Input to your program will be 2 parameters where:
• The first parameter is the name of the input image file. (All images will be given in the rgb format and have a size 512×512 for ease in encoding/decoding)
• The second parameter n is an integral number that defines the number of coefficients to use for decoding. The value of n will be specific – (262144, 65536, 16384,4096, 1024, 256, 64, 16, 4, 1) The interpretation of this parameter for decoding is different for both the DCT and DWT cases so as to use the same number of coefficients. Please see the implementation section for an explanation
Typical invocations to your program would look like
MyExe Image.rgb 262144
Here you are making use of all the coefficients to decode because the total number of coefficients for each channel are going to be 512*512= 262144. Hence the output for each DCT and DWT should be exactly the same as there is no loss and should be the original image.
MyExe Image.rgb 65536
Here you are making use of 65536 (one fourth of the total number) of coefficients for decoding.
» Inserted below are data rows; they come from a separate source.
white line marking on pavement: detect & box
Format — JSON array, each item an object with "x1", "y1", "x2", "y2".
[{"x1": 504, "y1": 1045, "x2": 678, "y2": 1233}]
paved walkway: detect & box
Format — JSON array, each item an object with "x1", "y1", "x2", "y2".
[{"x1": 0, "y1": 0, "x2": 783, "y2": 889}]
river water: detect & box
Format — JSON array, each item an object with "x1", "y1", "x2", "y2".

While the number of coefficients are the same for both DCT and DWT decoding, the exact coefficient indexes are different. Refer to the implementation section for this.
MyExe Image.rgb 16384
Here you are making use of 16384 (1/16th of the total number) of coefficients for decoding. While the number of coefficients are the same for both DCT and DWT decoding, the exact coefficient indexes are different. Refer to the implementation section for this.
Implementation
Your implementation should read the input file and convert (for each channel separately) a DCT representation and a DWT representation.
Encoding:
For the DCT conversion, break up the image into 8×8 contiguous blocks of 64 pixels each and then perform a DCT for each block for each channel. For the DWT conversion, convert each row (for each channel) into low pass and high pass coefficients followed by the same for each column applied to the output of the row processing. Recurse through the process as explained in class through rows first then the columns next at each recursive iteration, each time operating on the low pass section.
Decoding:
Based on the input parameter of the number of coefficients to use, you need to appropriately decode by zeroing out the unrequested coefficients (just setting the coefficients to zero) and then

perform an IDCT or an IDWT. The exact coefficients to zero out are different for both the DCT and DWT cases and explained next.
For a DCT, you want to select the first m coefficients in a zig zag order for each 8×8 block such that m = ceil(n/4096) where n is the number of coefficients given as input. 4096 is the number of 8×8 blocks in a 512×512 image. Thus, m represents the first few coefficients to use for each 8×8 block during decoding. So for the second test run above (n=65536), you will use m = ceil (65536/4096) = 16. Each block will be decoded using the first 16 coefficients in zigzag order. The remaining coefficients in each 8×8 block can be set to zero prior to decoding. For the third test run above (n=16384), you will use m = ceil (16384/4096) = 4. If the ratio of n/4096 becomes fractional, then m=1 because of the ceil function, ie you are ensuring using at least one coefficient of every DCT 8×8 block.
For all your tests, the parameter n for decoding will correspond to the number of coefficients in the Low Pass outputs for both rows and columns at any level in a DWT. In a DWT, as shown below, there are 262144 coeffients after the hierarchy is processed. You will appropriately use n = 262144, or 65536, and so on as per the input. For DWT decoding step set all the remaining coefficients to zero and proceed with an IDWT.
262144 coeffs 65536 coeffs 16384 coeffs …. 4096 coeffs ….
What should you submit?
• Your source code, and your project file or makefile. Please do not include any binaries or data sets. Zip all the files together and name it as FirstName_LastName_Assignment3.zip. This will help us handle submissions better. We will compile your program and execute our tests accordingly.
• Along with the program, also submit an electronic document (word, pdf, pagemaker etc) for the written part and any other extra credit explanations.